Адам поднимается, подтягивая штаны.

— Ничего, это ведь левая, — бормочет он с облегчением и надевает маску.

Станда пытается приподняться, опираясь на правый локоть.

— Ну… идите, ребята, работать, — заикается он. — Ок-коло м-меня не нужно з-задерживаться.

Кто-то погладил его по голове.

— Ты молодчина.

Кажется, это — Андрес или еще кто-то. Станда хочет взглянуть на свою левую руку, но она крепко обвязана белым носовым платком — наверное, это платок Хансена; из-под повязки течет струйка крови. Кровь — Станда не выносит вида крови, ему становится дурно; нет, лишь бы не упасть в обморок, любой ценой не упасть в обморок, упорно твердит он себе, стиснув зубы, чтобы ребята не додумали…

— Лучше посадите его, — советует Андрес. — У почвы скопились газы.

— Ты можешь сидеть, Станда? — встревоженно спрашивает Мартинек. — Я тебя подсажу, хочешь?

— Нет, я сам, — храбрится Станда. — Идите же, я… я потом сам дойду… только не беспокойтесь…

— Тогда я около тебя останусь, — услужливо лепечет дед Суханек. — Понимаешь, Адаму-то поглядеть нужно, не завалилось ли у нас там… вот как.

— Нам тоже надо поглядеть, — смущенно говорит Мартинек, обмениваясь беглым взглядом с Андресом. — За тобой придут… А пока будь здоров… Кофе не хочешь?

— Нет, мне ничего не надо.

Матула шевельнулся.

— Нет ли… Нет ли у кого водки? — прохрипел он. — Промыть… водкой. А то — помочиться на рану. Это лучше всего очищает. — Он еще потоптался, потирая ладонью затылок. — Ну-ну, — сочувственно откашлялся он и пошел вслед за крепильщиком.

Ханс нагнулся к Станде, чуть ли не касаясь его носом, уперся руками в колени и заглянул ему в глаза.

— Ну, как, — выговорил он по-чешски, — лучше? — и радостно засмеялся.

Станда улыбнулся, хотя от боли у него текли слезы.

— Лучше, господин Хансен. Совсем уже хорошо. Schon gut.[128]

— Ну вот… видишь, — просиял Хансен. — Sie sind… ein… braver Kerl.[129] Да. Gut. — И он махнул рукой. — Muss gehen.[130]

Станда улыбается, плача от боли, и раскачивается всем телом, чтобы успокоить эту боль.

— Вы все так хорошо ко мне относитесь, дед Суханек!

— Пустое, — шамкает старик. — Ты не горюй, что же, с каждым может случиться. Только… в другой раз ничего не хватай руками, Станда. Так шахтеры не делают.

— Но ведь на Хансена падало, — шепчет Станда.

— Все равно. Шахтер должен ногами чуять. Как что валится — отскочить надо, запомни.

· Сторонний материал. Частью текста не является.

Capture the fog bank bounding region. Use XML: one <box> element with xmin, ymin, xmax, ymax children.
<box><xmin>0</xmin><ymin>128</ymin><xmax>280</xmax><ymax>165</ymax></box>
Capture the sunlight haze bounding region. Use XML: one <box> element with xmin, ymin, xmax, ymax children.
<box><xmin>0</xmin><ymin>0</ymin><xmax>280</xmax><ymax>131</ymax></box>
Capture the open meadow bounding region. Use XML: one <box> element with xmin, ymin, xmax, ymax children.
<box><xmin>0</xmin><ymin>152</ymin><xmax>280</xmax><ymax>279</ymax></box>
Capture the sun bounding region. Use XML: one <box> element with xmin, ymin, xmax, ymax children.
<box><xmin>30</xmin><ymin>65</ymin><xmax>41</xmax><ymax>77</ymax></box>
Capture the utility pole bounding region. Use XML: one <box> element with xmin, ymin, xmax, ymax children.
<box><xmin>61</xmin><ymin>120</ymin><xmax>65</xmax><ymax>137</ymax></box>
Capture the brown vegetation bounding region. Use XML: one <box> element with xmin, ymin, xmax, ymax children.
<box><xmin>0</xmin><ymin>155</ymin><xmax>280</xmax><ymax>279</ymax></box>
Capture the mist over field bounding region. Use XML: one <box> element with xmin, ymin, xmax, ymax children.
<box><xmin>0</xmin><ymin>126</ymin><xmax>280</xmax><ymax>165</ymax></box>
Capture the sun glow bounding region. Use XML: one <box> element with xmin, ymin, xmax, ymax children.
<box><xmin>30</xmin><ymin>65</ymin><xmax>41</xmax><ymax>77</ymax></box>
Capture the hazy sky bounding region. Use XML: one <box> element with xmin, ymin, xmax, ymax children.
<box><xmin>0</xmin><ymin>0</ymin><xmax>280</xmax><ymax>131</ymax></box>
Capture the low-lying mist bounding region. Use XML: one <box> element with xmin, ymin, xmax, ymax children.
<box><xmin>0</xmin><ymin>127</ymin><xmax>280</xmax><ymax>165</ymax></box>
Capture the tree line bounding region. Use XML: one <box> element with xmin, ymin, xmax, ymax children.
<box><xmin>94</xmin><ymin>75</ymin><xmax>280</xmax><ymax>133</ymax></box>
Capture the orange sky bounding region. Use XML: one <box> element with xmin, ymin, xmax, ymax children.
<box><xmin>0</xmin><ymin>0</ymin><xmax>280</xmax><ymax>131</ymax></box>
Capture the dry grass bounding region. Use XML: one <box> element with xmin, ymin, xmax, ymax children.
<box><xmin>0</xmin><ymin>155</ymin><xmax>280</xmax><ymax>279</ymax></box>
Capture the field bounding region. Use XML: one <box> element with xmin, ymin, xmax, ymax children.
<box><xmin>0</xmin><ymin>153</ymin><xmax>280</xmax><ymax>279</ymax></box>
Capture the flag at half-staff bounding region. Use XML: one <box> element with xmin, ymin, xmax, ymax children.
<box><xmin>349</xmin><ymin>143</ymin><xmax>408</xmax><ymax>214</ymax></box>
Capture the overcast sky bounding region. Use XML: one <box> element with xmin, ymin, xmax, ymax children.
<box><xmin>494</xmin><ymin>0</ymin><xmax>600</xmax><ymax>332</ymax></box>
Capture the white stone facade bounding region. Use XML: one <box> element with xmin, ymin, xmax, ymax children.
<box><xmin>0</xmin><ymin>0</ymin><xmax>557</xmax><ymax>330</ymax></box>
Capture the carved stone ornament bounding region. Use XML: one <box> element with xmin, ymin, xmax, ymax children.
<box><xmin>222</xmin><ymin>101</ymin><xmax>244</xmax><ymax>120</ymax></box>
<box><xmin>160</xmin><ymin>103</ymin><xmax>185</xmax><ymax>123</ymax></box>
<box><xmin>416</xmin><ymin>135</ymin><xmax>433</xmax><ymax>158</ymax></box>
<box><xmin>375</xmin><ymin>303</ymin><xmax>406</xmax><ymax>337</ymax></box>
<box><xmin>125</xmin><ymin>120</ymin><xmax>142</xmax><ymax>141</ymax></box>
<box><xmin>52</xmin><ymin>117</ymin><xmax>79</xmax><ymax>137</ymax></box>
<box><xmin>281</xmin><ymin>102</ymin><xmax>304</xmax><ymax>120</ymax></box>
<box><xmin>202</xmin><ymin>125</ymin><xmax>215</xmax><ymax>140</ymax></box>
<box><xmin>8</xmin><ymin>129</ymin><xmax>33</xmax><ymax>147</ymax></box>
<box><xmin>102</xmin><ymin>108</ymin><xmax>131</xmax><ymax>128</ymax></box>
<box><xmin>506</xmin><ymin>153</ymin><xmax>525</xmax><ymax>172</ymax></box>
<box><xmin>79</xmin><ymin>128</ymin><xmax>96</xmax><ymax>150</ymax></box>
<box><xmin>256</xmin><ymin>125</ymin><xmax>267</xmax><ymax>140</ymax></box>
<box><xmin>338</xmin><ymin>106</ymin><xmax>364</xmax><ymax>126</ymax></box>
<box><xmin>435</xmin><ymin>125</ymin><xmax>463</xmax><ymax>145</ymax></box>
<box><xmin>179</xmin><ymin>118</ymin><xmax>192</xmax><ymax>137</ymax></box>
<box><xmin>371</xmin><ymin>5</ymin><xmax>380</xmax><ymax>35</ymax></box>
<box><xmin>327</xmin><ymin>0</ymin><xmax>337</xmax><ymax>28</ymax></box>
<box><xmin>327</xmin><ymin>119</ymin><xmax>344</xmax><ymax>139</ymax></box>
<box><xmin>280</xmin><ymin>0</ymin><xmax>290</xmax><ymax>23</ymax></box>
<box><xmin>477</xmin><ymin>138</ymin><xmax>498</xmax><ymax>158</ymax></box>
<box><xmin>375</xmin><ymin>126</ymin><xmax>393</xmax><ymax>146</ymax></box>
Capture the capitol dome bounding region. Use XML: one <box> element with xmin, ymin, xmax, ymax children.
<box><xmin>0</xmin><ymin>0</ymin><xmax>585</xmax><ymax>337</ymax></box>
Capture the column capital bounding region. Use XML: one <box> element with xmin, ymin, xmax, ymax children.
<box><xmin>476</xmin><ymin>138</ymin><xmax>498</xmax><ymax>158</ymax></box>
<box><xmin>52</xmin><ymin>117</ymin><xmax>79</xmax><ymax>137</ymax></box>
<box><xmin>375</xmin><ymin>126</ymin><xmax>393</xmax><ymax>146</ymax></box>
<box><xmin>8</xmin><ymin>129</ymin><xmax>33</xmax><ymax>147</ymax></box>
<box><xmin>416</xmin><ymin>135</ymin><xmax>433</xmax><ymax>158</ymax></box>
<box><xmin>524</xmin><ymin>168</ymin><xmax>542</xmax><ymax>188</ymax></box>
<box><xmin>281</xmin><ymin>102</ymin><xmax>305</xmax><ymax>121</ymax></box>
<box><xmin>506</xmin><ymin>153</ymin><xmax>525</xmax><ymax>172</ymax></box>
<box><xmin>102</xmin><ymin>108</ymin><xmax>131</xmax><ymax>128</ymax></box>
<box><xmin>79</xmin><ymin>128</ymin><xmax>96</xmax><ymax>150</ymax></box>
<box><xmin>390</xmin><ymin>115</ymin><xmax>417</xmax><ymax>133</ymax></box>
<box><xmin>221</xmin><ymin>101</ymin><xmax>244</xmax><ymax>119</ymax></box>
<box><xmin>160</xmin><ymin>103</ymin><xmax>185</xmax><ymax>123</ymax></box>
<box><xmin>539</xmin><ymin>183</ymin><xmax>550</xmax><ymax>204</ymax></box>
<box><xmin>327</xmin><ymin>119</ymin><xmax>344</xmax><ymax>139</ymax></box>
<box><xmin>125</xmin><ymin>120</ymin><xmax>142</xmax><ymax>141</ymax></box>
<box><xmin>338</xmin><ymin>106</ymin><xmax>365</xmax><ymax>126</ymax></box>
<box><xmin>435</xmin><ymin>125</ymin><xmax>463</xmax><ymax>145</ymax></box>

— А… как же… это случилось?

— Не сумею тебе сказать. Я только вылез и снимал маску, когда вдруг ухнуло… Адам прямо кинулся к тебе — ой-ой-ой, как летел! Вот это был прыжок! Ну, и оттащил тебя. А потом и остальные подбежали…

— Что же они говорили?

— Ну, понятное дело, ругались. Проклятый, куда он лапы сует! И вправду, Станда, так нельзя. На будущее ты должен одно запомнить: закрывай голову — и в сторону. Гляди, ведь ты Хансу прямо под ноги попал; ему пришлось, когда он прыгал, к стене прижаться, чтобы на тебя не налететь… Ай-ай-ай!

— Что?

— Да ничего. Адам-то уж должен бы быть на месте, понимаешь? Как бы от этого толчка опять все не завалилось.

— Это был бы конец?

— Пришлось бы сначала начинать. — Дед Суханек покачал лысой головой. — Однако не слышно его что-то…

Станда вытягивает шею, стараясь разглядеть то место, где произошел взрыв. Насколько видно в темноте, нагруженная вагонетка сброшена с рельс и прижата к стене, а немного подальше, среди накренившихся стоек, под продавленными балками мигают лампочки и колеблются черные тени; там мелькает кожаный шлем Хансена и шапка Андреса. Теперь с той стороны вынырнул крепильщик, за ним каменщик Матула. Мартинек кивает Станде и широко улыбается.

— Как дела, Станда? Полегчало?

— Да. Там опять обрушилось?

— Ну да. Все завалило.

— Что ж вы станете делать?

— Придется исправлять, — спокойно говорит крепильщик и идет за своими инструментами.

Станда раскачивается всем телом, баюкая у груди левую руку, будто ребенок — куклу; от боли у него все еще текут слезы.

— Пройдет, — утешает его дед Суханек. — Доктор наверху отрежет пальцы и потом вылечит.

Станда перестал раскачиваться.

— Дед, — прошептал он, выпучив глаза от ужаса, — я потеряю пальцы?

Дед Суханек закивал мудрой головой.

— Они у тебя раздроблены, сынок, смотреть страшно.

— Что же я делать стану? — заикается Станда.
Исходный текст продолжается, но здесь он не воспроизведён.